2009 decisive for B.C. salmon By D.C. Reid, Special to Times ColonistDecember 31, 2009 2009 may well go down in history as the tipping point for west coast salmon. Four scientists left the Department of Fisheries and Oceans -- one 'retired', two quit and one jumped to the Pacific Salmon Foundation. If the best and brightest can't take the political interference and lack of action, the DFO is policy bankrupt and moribund.
We do like hatcheries, volunteer restoration and school programs. But the largest part is bad. For starters, the DFO let the Fraser River sockeye collapse. Had Stephen Hume in the Vancouver Sun, and brother Mark Hume in the Globe not been documenting the problem, the DFO might have gotten away with doing nothing. But it didn't.
The DFO brought in a council, under judge Bruce Cohen to take off the heat. Don't hold your breath -- the final report is two years away. And don't think DFO will do anything. After all, the 2009 Auditor General's report lambasted their lack of action and 148 year failure on water pollution. DFO acknowledged its lack of action, but here's the clincher: the auditor general has been making the same recommendations in reports spanning a decade.
Then there is the damning evidence the DFO knew about the collapse two years before it happened. The 2007 Georgia St. Seine found a miniscule 159 fry from a massive 139 million Chilko/Quesnel output. Yet DFO came out with a 10 million estimate for 2009 only to see it come in more like one million. Were they surprised?
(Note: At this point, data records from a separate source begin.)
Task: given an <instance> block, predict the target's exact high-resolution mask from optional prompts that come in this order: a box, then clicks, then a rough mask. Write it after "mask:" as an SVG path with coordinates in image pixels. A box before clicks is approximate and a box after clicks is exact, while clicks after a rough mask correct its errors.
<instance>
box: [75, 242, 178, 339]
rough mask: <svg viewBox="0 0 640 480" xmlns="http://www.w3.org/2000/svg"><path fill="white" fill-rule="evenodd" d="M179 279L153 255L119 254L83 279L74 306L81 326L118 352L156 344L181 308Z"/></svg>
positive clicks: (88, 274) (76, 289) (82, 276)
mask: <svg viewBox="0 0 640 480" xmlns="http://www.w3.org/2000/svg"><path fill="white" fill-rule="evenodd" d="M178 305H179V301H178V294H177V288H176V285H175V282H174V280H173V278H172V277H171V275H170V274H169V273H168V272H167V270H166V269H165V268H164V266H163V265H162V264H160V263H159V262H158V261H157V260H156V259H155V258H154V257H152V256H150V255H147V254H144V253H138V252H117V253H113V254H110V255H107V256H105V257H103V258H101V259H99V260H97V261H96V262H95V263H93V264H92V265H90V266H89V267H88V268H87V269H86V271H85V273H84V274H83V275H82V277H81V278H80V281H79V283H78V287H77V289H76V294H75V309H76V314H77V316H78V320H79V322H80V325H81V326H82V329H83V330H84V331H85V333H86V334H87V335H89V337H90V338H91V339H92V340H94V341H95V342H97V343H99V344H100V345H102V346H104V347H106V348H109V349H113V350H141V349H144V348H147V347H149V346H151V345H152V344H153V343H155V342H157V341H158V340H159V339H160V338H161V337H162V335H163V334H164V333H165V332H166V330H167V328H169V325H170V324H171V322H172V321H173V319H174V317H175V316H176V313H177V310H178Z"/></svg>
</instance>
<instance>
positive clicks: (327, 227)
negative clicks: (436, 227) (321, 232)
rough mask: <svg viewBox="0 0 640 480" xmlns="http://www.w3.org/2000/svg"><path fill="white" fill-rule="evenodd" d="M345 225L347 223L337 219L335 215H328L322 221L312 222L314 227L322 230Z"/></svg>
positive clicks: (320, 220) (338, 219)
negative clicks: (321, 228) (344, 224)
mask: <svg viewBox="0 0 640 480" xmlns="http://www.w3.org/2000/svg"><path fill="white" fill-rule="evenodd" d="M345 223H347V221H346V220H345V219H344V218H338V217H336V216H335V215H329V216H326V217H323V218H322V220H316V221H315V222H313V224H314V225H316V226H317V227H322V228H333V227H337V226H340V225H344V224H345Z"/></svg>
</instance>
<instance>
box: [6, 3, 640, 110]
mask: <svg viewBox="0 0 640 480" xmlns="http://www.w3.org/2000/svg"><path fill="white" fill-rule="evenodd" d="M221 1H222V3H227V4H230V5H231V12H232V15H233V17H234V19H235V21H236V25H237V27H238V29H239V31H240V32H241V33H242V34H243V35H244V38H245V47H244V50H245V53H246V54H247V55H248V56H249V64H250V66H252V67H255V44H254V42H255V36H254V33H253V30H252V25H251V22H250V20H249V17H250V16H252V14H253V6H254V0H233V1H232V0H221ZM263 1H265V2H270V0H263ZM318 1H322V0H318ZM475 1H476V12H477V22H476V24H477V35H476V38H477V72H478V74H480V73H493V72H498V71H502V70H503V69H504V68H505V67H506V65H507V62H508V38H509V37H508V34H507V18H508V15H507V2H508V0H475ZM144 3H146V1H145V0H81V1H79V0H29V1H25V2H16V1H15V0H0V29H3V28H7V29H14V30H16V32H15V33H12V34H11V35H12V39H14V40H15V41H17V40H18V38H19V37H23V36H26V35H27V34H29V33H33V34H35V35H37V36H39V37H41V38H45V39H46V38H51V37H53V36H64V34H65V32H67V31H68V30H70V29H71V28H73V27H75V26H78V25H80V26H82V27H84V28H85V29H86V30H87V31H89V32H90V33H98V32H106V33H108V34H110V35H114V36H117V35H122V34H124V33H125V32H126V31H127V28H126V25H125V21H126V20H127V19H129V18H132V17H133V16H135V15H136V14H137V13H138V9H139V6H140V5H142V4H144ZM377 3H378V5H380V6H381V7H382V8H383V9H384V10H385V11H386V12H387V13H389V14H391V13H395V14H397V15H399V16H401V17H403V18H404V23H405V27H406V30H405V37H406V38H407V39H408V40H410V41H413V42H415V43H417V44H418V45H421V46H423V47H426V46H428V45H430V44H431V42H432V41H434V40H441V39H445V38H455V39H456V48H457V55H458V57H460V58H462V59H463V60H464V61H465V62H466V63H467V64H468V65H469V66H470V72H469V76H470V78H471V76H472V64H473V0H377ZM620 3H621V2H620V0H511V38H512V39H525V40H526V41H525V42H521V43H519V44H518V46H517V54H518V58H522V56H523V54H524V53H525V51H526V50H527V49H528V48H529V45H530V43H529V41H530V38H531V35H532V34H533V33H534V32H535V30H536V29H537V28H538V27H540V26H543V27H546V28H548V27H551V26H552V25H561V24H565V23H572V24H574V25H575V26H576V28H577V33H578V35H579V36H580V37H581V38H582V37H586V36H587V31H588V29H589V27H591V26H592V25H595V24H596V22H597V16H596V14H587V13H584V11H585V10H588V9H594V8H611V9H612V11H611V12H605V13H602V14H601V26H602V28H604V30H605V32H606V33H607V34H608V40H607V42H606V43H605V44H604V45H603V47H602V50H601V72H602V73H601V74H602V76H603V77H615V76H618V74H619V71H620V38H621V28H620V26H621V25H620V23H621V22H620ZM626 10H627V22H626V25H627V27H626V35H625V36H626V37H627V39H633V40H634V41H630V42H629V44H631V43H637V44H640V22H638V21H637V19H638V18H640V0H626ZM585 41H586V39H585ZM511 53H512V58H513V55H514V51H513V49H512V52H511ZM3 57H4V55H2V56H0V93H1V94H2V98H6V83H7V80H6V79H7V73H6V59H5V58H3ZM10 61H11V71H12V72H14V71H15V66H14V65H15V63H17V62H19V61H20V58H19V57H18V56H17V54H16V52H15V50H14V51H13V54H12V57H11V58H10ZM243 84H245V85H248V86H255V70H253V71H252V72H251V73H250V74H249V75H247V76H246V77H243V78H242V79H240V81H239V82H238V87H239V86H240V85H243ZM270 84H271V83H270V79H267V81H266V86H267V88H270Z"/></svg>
Then there was the minister in Norway, wooing more fish farmers to B.C. Minister Shea did this even though B.C. residents have been shouting about closed containment and effluent treatment for a decade. Oh, and an aquaculture lobby has sprung up in Ottawa. Hmm.
Then there was the fish farmers' "science." The gist is this: the Alberta sea lice research was funded by American salmon interests who want to put B.C. fish farmers out of business and sell their wild Alaska salmon into the vacated market. Here's the point: fish farmers like to claim any request for change is intended to put them out of business. But this is not so. All we have asked for is closed containment.
Then 40,000 Atlantics escaped in the Broughton Archipelago in October. Alexandra Morton, sea lice scientist, pointed out to Shea that 20,243 B.C. residents have signed her petition to eliminate the sea lice problem. And this includes pro bono lawyers for court cases, other costs paid by our dollars to prevent Atlantic eggs importing ISA virus into B.C. She continues to lay charges against the DFO under its own Fisheries Act for failure to act.
Then the most important casualty of this terrible malaise: the precautionary principle: lack of scientific evidence is not a reason to fail to take action to save wild salmon. The DFO lacks science because it doesn't fund it properly, but hides behind that lack, when it suits its purposes. And remember the Province's own figures show fish farming contributes only 2,100 jobs to our economy. And, at 0.2 per cent of GDP it can never be a major player in B.C. But we give up wild salmon, bears, etc.
Here's the good part: the December SFU think tank on salmon -- media reported the DFO instructed its scientists not to attend. Its own data show the Fraser sockeye collapse began 15 years ago. Former Fisheries Minister, John Fraser, said the DFO had the stats and it is incredible they did nothing. In part, the scientists left because the word in Ottawa was: why should we give you more funding for salmon research when there is no value in salmon?
No value in salmon? I think it will prove the moment people in B.C. began realizing it is up to us and our organizations to save the salmon.